Israël est poursuivi devant la Cour internationale de justice pour crime de génocide. Celle-ci lui a enjoint de veiller à ce que ses forces ne commettent pas d'actes à caractère génocidaire et de prendre des mesures pour garantir l'acheminement de l'aide humanitaire à la population civile de la Bande de Gaza.
** Pressions américaines
Le journal a cité un diplomate d'un autre pays, qui soutient habituellement Israël dans les joutes internationales, affirmant qu'"Israël aurait dû se comporter différemment avec le procureur et la Cour dès le début".
"L'association de Netanyahu et (du chef du Hamas à Gaza, Yahya) Sinwar dans le même document est tout à fait erronée.
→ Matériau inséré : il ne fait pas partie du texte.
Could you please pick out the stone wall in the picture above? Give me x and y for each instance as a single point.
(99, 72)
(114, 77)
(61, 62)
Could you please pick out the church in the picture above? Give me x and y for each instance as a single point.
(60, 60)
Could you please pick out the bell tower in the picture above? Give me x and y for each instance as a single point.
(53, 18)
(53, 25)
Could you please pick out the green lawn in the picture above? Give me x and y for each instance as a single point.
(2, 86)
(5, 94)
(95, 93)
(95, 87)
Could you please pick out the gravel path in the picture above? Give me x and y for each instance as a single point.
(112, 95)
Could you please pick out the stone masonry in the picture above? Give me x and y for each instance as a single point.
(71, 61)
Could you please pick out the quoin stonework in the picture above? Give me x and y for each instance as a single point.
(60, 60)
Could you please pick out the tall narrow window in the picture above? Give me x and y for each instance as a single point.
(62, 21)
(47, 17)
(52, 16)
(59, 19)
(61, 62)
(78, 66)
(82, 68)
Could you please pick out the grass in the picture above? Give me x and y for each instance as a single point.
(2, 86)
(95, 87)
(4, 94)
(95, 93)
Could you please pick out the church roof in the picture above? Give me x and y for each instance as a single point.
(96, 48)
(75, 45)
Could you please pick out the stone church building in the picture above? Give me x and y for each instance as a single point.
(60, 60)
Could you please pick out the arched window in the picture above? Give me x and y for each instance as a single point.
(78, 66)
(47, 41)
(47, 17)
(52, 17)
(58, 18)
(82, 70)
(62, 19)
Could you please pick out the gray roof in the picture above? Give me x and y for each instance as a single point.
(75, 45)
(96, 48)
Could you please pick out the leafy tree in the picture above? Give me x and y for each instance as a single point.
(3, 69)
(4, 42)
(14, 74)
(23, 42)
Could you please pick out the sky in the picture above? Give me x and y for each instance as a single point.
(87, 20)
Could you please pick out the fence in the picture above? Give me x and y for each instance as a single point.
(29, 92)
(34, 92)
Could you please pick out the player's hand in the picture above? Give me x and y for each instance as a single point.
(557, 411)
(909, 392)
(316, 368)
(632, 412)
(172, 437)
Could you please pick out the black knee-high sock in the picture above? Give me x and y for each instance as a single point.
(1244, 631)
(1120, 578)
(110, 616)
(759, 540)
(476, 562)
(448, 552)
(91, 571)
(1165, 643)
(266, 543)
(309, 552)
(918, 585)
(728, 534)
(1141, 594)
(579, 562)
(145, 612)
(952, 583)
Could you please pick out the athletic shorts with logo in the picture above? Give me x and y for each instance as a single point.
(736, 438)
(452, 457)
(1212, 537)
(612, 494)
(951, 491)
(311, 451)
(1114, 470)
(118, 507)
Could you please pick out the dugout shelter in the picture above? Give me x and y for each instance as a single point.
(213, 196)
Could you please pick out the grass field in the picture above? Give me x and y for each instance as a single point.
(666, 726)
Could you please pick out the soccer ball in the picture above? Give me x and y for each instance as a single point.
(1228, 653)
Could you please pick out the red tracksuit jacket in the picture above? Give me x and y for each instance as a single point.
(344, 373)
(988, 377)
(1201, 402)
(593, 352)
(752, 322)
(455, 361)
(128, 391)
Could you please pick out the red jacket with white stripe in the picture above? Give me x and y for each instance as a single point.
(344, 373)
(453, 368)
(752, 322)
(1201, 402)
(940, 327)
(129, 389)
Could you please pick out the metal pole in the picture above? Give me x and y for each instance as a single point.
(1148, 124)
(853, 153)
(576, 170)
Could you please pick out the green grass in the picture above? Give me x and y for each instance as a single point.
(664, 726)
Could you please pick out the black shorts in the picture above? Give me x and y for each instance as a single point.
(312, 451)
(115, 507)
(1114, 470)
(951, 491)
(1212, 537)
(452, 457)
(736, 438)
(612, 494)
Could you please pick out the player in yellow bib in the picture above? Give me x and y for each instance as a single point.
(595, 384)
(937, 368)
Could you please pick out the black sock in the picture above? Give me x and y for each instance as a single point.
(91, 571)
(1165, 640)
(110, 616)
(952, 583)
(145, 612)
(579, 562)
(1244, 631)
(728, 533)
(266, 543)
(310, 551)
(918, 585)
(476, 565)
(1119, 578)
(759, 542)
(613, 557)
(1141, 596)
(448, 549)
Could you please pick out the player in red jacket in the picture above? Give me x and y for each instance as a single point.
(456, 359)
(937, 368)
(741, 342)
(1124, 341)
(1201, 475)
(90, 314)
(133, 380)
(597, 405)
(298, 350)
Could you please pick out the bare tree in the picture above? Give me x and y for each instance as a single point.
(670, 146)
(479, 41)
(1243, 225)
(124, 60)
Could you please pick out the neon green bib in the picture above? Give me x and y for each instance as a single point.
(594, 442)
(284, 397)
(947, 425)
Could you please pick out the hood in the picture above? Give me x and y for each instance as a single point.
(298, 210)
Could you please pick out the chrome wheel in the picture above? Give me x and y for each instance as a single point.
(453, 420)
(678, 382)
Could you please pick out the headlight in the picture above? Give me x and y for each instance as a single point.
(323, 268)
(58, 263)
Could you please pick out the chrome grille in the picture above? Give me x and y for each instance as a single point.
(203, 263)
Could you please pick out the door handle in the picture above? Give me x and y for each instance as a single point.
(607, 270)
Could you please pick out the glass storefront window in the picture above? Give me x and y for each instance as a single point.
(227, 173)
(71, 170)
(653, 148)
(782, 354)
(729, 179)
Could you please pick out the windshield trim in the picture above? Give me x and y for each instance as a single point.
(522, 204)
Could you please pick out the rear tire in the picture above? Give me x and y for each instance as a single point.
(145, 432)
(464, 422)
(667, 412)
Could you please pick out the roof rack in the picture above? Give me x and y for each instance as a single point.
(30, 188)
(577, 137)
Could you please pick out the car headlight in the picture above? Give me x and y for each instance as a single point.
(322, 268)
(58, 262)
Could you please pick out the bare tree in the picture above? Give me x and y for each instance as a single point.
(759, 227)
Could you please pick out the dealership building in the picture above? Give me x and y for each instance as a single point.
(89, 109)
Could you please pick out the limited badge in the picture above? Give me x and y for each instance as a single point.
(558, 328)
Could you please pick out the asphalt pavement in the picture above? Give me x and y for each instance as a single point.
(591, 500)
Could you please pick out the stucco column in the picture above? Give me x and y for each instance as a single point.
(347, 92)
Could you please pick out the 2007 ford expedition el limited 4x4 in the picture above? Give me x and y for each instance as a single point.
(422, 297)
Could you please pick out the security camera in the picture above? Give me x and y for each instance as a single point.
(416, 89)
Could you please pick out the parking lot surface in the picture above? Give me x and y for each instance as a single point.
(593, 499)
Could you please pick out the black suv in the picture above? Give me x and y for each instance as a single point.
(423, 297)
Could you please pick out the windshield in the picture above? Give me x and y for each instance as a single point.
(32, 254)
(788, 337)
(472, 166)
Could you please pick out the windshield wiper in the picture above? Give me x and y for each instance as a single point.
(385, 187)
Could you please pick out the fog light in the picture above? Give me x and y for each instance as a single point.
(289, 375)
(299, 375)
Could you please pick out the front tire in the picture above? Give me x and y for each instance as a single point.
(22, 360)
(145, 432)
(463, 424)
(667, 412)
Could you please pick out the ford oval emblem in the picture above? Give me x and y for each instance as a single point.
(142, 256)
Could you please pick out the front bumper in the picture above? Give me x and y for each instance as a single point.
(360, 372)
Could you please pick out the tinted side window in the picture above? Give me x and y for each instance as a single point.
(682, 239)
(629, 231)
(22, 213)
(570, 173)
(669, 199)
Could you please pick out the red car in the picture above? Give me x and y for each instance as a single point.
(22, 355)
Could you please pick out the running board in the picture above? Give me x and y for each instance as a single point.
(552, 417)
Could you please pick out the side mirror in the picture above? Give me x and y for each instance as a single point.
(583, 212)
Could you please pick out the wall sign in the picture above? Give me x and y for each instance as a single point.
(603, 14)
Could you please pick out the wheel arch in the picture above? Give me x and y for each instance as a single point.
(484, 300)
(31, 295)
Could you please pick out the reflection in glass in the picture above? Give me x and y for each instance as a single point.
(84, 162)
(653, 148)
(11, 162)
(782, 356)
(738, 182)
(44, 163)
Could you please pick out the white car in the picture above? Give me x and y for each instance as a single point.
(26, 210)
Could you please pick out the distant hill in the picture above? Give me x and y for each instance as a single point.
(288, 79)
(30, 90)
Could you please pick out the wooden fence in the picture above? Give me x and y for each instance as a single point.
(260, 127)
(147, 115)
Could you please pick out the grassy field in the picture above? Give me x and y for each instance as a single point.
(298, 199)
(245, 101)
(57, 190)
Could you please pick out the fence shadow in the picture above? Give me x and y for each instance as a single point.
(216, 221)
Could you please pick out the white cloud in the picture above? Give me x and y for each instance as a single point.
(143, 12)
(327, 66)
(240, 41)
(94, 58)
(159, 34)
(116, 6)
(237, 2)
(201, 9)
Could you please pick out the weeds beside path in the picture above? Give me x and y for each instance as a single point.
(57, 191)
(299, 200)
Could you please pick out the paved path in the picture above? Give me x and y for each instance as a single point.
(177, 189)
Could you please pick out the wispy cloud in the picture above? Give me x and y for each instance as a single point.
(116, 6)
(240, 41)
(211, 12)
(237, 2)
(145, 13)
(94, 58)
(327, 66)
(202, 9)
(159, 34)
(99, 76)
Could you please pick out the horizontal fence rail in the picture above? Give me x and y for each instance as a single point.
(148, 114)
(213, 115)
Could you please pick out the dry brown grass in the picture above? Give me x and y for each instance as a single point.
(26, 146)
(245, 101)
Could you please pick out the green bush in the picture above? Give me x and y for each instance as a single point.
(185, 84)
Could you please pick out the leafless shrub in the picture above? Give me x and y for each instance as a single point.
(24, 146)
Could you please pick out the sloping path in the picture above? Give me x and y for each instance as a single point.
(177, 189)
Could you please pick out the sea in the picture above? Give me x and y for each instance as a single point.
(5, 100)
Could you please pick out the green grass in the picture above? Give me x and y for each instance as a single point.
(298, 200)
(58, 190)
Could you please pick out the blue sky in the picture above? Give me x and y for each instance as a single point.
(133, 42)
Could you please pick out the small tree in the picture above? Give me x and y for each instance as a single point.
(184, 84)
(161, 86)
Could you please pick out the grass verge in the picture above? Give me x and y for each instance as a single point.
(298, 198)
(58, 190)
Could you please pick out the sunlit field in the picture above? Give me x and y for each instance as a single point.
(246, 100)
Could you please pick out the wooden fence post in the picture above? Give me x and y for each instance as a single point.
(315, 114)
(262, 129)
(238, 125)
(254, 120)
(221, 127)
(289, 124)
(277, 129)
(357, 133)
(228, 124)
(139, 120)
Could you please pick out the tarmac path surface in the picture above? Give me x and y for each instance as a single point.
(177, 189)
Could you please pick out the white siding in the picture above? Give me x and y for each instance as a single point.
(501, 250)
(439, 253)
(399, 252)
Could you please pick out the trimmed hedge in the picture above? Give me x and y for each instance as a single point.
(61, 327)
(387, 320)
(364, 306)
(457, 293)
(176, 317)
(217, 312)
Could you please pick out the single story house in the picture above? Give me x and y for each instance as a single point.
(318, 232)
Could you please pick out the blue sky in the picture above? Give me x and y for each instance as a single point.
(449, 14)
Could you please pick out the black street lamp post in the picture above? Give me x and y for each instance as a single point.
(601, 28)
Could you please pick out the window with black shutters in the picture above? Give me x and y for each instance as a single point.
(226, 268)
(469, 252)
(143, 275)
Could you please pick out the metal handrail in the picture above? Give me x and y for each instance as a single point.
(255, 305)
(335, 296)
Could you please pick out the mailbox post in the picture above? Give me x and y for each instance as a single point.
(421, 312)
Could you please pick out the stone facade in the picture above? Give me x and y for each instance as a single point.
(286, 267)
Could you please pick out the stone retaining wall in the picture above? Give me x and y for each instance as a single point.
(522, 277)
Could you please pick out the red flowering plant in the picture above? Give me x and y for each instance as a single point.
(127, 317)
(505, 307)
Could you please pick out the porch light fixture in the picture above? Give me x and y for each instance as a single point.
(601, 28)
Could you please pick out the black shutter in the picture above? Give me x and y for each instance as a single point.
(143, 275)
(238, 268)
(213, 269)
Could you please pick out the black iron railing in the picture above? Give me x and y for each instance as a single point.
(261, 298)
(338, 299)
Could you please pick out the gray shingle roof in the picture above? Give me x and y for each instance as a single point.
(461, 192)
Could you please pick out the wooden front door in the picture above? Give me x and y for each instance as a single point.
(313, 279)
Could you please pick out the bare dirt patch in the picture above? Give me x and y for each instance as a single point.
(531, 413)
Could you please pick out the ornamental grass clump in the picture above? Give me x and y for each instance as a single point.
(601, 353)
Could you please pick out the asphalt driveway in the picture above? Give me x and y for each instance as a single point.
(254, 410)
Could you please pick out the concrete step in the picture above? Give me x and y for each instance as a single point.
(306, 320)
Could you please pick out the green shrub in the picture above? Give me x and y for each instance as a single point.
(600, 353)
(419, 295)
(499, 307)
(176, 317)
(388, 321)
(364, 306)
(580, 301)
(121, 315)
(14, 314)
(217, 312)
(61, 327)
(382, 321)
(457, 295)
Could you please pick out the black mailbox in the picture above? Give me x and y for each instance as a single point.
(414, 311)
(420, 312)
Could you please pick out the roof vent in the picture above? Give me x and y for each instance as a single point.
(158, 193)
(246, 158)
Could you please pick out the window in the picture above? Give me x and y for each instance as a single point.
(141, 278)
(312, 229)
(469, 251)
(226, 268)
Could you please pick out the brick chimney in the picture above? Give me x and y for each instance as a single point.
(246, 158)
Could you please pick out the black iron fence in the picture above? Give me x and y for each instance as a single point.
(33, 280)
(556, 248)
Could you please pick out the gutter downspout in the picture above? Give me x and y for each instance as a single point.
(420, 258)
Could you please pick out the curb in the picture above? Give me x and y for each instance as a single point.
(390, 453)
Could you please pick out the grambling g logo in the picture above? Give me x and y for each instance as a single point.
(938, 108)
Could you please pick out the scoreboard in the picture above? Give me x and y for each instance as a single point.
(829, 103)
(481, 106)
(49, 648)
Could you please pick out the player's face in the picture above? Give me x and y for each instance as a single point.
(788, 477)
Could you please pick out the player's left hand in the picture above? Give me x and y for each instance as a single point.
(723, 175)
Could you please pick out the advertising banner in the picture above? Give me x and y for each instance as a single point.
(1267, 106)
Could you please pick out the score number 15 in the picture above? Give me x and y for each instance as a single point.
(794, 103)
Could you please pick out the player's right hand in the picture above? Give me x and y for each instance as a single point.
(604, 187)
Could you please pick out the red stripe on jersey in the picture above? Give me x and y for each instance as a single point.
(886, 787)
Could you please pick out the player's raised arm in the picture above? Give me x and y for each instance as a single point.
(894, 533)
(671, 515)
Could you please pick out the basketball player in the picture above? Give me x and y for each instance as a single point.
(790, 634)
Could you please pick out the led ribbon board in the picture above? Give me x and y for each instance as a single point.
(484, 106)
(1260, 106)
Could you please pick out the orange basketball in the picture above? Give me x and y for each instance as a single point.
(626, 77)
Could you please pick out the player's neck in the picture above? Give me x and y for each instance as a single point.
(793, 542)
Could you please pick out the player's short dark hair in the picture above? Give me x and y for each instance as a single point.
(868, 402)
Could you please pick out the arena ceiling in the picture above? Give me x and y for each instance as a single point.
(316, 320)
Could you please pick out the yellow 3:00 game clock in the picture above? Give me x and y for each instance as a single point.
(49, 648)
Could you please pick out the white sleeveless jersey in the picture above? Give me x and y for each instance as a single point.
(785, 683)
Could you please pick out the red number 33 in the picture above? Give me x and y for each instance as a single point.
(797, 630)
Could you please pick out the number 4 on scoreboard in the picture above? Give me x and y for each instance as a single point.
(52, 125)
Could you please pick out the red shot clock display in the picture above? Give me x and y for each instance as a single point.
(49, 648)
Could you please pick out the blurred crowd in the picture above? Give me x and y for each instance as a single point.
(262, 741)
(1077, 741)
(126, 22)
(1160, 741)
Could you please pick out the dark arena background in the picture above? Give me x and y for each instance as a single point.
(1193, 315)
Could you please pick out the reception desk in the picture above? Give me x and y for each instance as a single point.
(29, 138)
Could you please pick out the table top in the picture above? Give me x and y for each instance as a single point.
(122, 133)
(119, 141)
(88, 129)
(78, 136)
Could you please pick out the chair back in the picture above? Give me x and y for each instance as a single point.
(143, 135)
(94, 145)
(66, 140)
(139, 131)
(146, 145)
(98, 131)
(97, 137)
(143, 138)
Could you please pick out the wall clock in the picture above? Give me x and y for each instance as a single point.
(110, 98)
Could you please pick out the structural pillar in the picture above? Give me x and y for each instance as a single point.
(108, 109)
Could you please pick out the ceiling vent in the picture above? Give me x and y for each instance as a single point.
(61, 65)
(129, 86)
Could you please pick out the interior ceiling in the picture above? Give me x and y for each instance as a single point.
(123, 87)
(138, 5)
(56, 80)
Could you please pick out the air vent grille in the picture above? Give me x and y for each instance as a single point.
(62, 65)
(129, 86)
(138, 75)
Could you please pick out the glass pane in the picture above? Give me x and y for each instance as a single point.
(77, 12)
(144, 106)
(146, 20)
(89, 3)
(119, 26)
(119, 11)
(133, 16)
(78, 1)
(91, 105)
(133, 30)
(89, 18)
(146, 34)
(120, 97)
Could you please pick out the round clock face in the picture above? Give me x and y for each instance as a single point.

Mais cela nous pose quand même des questions : Pouvons-nous rencontrer une personne contre laquelle un mandat d'arrêt international a été délivré ?", a déclaré le diplomate.
Le Hamas a réfuté le bien fondé des allégations de Khan à son encontre, a appelé à ne pas délivrer de mandats d'arrêt contre ses dirigeants et a souligné que tout mandat délivré par la Cour contre des dirigeants de la résistance serait "contraire aux conventions et résolutions internationales, qui ont donné au peuple palestinien et à tous les peuples du monde sous occupation le droit de résister à l'occupation sous toutes ses formes".
Le diplomate a ajouté qu'une fois les mandats d'arrêt délivrés, "les pays auront beaucoup de mal à montrer que leurs relations avec Netanyahu et Gallant se déroulent comme d'habitude".
Israël n'est pas membre de la Cour pénale internationale, tandis que la Palestine a été admise en 2015 comme membre de la Cour, qui a été créée en 2002. Il s'agit d'un organe international indépendant, non affilié aux Nations unies ou à toute autre institution internationale, et dont les décisions sont contraignantes.
La Cour étant compétente pour statuer sur les questions relatives aux territoires palestiniens occupés en 1967, même si Israël rejette cette compétence, elle peut juger les responsables israéliens accusés d'avoir commis des crimes dans les territoires palestiniens.
"Les États-Unis, comme Israël, ne reconnaissent pas l'autorité de la Cour et, par conséquent, la délivrance de mandats d'arrêt n'aura pas d'impact similaire sur les relations avec Washington", a déclaré Haaretz.
"Mais la plupart des alliés d'Israël dans le monde, dont le Royaume-Uni, l'Allemagne, la France, le Canada, l'Australie et le Japon, sont signataires du Statut de Rome (qui a institué la Cour)", ajoute le journal.
Selon le quotidien, Israël espère que les États-Unis feront pression sur Khan pour qu'il revienne sur son intention de lancer des mandats d'arrêt, et qu'ils imposeront des sanctions contre lui et ses collaborateurs.
"L'administration du président américain Joe Biden pourrait recourir à l'interdiction d'entrée aux États-Unis pour Khan, mais elle n'a pas encore exprimé sa volonté de prendre des mesures plus strictes qui menaceraient l'existence de la Cour", poursuit Haaretz.
Plus tôt dans la journée de mardi, Khan a révélé, dans une interview accordée à la chaîne américaine CNN, qu'il avait reçu des menaces alors qu'il menait des enquêtes contre des responsables israéliens, et qu'on lui avait dit que la Cour "avait été créée pour l'Afrique et les voyous (...) et non pour faire rendre des comptes à l'Occident et à ses alliés".
Khan a critiqué ces pressions en déclarant : "Cette Cour doit représenter le triomphe de la loi sur l'autorité et la force brute... Personne n'est au-dessus de la loi ".
Des responsables israéliens actuels et anciens ont annoncé leur rejet de la démarche de Khan, soulignant qu'ils ne reconnaissaient pas la compétence de la Cour, clamant qu'elle était "antisémite", appelant les alliés de Tel-Aviv à cesser de la financer, voire à la démanteler, et soulignant la nécessité d'intensifier la guerre contre la Bande Gaza.